Post-democracy is coming. Credit: LEAL/AFP/Getty

Is it Joe Biden who is the real fascist? Or Trump? Or is it actually… me?
The world is wearily familiar by now with the overheated and extremely public style in which America conducts its internal disputes, and Joe Biden’s speech for the American midterm elections last week was no exception.
Flanked by soldiers, Biden stood against the backdrop of Independence Hall in Philadelphia, where the US Constitution was written. The building was lit in ominous red. This “sacred ground”, the President said, was “where we set in motion the most extraordinary experiment of self-government the world has ever known with three simple words: “We, the People.” And, he intimated, this was now profoundly under threat thanks to “Donald Trump and the MAGA Republicans”, who “represent an extremism that threatens the very foundations of our republic”.

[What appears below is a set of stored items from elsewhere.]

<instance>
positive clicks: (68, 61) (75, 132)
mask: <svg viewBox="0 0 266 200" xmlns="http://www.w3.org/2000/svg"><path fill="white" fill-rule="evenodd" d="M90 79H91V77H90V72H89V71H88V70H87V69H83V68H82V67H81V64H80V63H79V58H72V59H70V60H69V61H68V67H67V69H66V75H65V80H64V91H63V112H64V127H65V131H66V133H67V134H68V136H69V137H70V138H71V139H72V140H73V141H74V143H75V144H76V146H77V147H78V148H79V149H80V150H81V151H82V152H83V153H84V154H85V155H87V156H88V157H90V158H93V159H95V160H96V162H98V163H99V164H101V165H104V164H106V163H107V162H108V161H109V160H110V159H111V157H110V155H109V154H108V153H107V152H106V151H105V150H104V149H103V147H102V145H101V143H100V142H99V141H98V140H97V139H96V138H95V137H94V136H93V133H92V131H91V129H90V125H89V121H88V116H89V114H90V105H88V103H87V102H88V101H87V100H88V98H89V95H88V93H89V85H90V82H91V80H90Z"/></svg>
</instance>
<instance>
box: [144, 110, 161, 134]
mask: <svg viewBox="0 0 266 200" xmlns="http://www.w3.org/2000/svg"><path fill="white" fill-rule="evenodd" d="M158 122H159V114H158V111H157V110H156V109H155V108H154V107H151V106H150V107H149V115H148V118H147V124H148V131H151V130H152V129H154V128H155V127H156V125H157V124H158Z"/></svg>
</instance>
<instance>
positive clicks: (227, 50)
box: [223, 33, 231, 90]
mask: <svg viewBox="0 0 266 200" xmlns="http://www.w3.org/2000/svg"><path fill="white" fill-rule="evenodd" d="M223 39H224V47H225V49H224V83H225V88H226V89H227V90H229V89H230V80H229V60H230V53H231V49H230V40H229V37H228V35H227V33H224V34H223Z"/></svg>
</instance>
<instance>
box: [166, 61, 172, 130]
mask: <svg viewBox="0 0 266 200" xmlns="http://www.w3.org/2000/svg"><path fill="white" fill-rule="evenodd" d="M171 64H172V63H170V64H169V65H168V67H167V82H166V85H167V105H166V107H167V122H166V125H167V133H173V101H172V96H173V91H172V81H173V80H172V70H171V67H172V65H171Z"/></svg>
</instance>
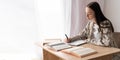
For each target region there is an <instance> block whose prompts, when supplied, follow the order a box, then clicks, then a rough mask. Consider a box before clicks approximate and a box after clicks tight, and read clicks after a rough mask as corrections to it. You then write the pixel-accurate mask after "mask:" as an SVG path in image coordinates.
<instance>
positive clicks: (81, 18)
mask: <svg viewBox="0 0 120 60" xmlns="http://www.w3.org/2000/svg"><path fill="white" fill-rule="evenodd" d="M92 1H97V2H98V3H100V5H101V8H102V10H103V9H104V0H72V1H71V5H70V6H71V12H70V14H71V15H70V16H71V17H69V18H70V19H69V20H70V21H71V24H69V25H70V30H68V31H70V34H69V36H70V37H73V36H75V35H76V34H78V33H80V32H81V31H82V30H83V28H84V27H85V26H86V24H87V19H86V15H85V7H86V5H87V4H88V3H89V2H92Z"/></svg>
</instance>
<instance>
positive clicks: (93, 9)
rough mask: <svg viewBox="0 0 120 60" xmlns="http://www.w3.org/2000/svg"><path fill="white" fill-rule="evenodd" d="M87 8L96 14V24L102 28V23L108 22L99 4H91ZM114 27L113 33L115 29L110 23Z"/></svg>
mask: <svg viewBox="0 0 120 60" xmlns="http://www.w3.org/2000/svg"><path fill="white" fill-rule="evenodd" d="M87 7H89V8H91V9H92V10H93V11H94V12H95V18H96V23H97V24H98V26H99V27H100V22H102V21H105V20H108V19H107V18H106V17H105V16H104V15H103V13H102V11H101V8H100V5H99V4H98V3H97V2H91V3H89V4H88V5H87ZM110 24H111V26H112V32H114V28H113V25H112V23H111V22H110Z"/></svg>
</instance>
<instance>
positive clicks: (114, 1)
mask: <svg viewBox="0 0 120 60" xmlns="http://www.w3.org/2000/svg"><path fill="white" fill-rule="evenodd" d="M104 5H105V7H104V13H105V16H106V17H107V18H108V19H109V20H111V21H112V23H113V26H114V29H115V31H116V32H120V0H105V4H104Z"/></svg>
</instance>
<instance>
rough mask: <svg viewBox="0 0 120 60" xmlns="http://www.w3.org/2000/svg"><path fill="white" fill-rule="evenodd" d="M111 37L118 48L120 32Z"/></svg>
mask: <svg viewBox="0 0 120 60" xmlns="http://www.w3.org/2000/svg"><path fill="white" fill-rule="evenodd" d="M112 36H113V39H114V41H115V42H116V44H117V46H118V48H120V32H114V33H113V35H112Z"/></svg>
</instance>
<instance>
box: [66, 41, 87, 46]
mask: <svg viewBox="0 0 120 60" xmlns="http://www.w3.org/2000/svg"><path fill="white" fill-rule="evenodd" d="M85 43H87V42H86V40H76V41H73V42H70V43H68V44H70V45H72V46H79V45H82V44H85Z"/></svg>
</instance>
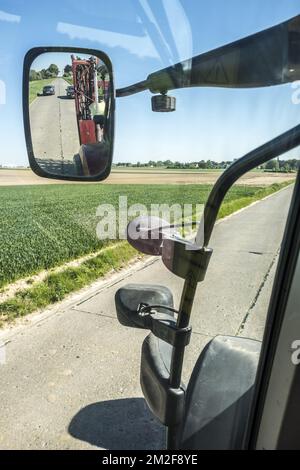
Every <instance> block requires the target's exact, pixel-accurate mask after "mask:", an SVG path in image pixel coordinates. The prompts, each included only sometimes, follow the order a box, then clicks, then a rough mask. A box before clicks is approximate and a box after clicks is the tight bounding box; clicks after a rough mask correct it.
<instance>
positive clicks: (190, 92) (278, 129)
mask: <svg viewBox="0 0 300 470" xmlns="http://www.w3.org/2000/svg"><path fill="white" fill-rule="evenodd" d="M48 5H49V8H48ZM299 13H300V4H299V0H285V1H282V0H264V1H262V0H251V1H249V2H245V1H244V2H242V1H241V0H226V1H225V0H214V1H210V2H209V1H207V0H197V1H195V0H109V1H108V0H105V1H104V0H85V1H84V2H82V1H79V0H59V1H57V0H51V2H41V1H40V0H0V90H1V89H2V92H3V87H4V86H5V89H6V94H5V104H0V141H1V149H0V164H11V165H18V164H19V165H22V164H26V163H27V155H26V149H25V141H24V135H23V124H22V66H23V58H24V55H25V53H26V52H27V50H28V49H29V48H31V47H34V46H40V45H60V46H63V45H66V46H74V47H75V46H76V47H91V48H96V49H100V50H103V51H104V52H106V53H107V54H108V55H109V56H110V58H111V60H112V62H113V66H114V73H115V82H116V86H117V87H123V86H126V85H129V84H131V83H134V82H136V81H139V80H143V79H145V78H146V77H147V75H148V74H149V73H151V72H153V71H155V70H158V69H160V68H162V67H165V66H168V65H170V64H172V63H174V62H177V61H178V60H183V59H186V58H189V57H191V56H192V55H196V54H199V53H201V52H205V51H207V50H210V49H213V48H215V47H218V46H220V45H223V44H226V43H228V42H231V41H234V40H237V39H239V38H241V37H244V36H247V35H249V34H252V33H255V32H257V31H260V30H262V29H265V28H267V27H270V26H272V25H275V24H277V23H280V22H282V21H284V20H287V19H289V18H291V17H293V16H295V15H297V14H299ZM293 92H294V90H293V89H292V88H291V85H286V86H280V87H273V88H267V89H252V90H225V89H208V88H201V89H190V90H187V89H186V90H177V91H176V92H173V93H171V94H172V95H174V96H176V97H177V111H176V113H172V114H156V113H152V111H151V103H150V99H151V95H150V93H148V92H145V93H142V94H139V95H136V96H132V97H130V98H123V99H119V100H118V101H117V129H116V146H115V157H114V161H115V162H117V161H133V162H135V161H141V162H143V161H148V160H150V159H152V160H159V159H168V158H169V159H171V160H180V161H193V160H201V159H209V158H210V159H214V160H218V161H221V160H232V159H233V158H237V157H239V156H240V155H242V154H244V153H245V152H247V151H249V150H251V149H252V148H253V147H256V146H257V145H260V144H262V143H264V142H265V141H267V140H269V139H271V138H273V137H274V136H276V135H278V134H279V133H281V132H283V131H285V130H287V129H288V128H290V127H291V126H294V125H297V124H299V120H300V119H299V118H300V105H298V106H297V105H295V104H293V103H292V93H293ZM2 102H3V94H2V99H1V97H0V103H2ZM299 154H300V150H296V151H294V152H293V155H292V156H295V157H298V156H299Z"/></svg>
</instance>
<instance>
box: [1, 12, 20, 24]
mask: <svg viewBox="0 0 300 470" xmlns="http://www.w3.org/2000/svg"><path fill="white" fill-rule="evenodd" d="M0 21H8V22H9V23H20V21H21V16H18V15H12V14H11V13H6V12H5V11H2V10H0Z"/></svg>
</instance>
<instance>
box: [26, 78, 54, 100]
mask: <svg viewBox="0 0 300 470" xmlns="http://www.w3.org/2000/svg"><path fill="white" fill-rule="evenodd" d="M52 82H53V78H47V79H45V80H34V81H32V82H29V104H31V103H32V102H33V101H34V100H35V98H36V97H37V93H42V90H43V87H44V86H46V85H50V83H52Z"/></svg>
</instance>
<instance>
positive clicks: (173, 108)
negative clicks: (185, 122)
mask: <svg viewBox="0 0 300 470" xmlns="http://www.w3.org/2000/svg"><path fill="white" fill-rule="evenodd" d="M151 104H152V111H153V112H155V113H172V112H174V111H176V98H175V97H174V96H169V95H167V94H166V92H162V93H161V95H155V96H152V98H151Z"/></svg>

The remainder of the speech re-invoked American democracy while suggesting that Biden’s political opponents were a threat not to his presidency but to all of that 200-year-old project. Both sides claimed the speech as evidence that the other side is the real threat to American democracy.
Or perhaps the real threat is me? This, at least, is the implication of a recent article in US conservative journal National Review, which noted that I’ve suggested more than once lately that I think Caesarism may be the least worst option for future Western politics, and accused me of shilling for authoritarianism. Well, yes and no. I do think liberal democracy is probably doomed. But this isn’t the fault of either Left of Right, so much as deep structural reasons.
What if, in fact, the threat to democracy is real, but the battle is already lost? What if, in fact, the West stopped trying to form democratic citizens some time ago? And what if this is a problem not just in America, but across the entire democratic world?
A couple of years ago, Adam Garfinkle made this case, in an essay examining the decline in “deep literacy” following the arrival of the internet. Delving into the interlocking histories of print, Christianity and democracy, the author argued that all three of these combined to create a particular type of subject well-suited to democratic governance. And, he suggests, the principal means by which such democratic subjects were shaped was long-form reading.
Long-form reading builds up an interlinked base of knowledge, held in long-term memory, that you can use to think with. But sustained engagement with long-form text also creates the capacity for abstract thinking, inner life as such, and a shared belief in objective standards and the value of deliberation.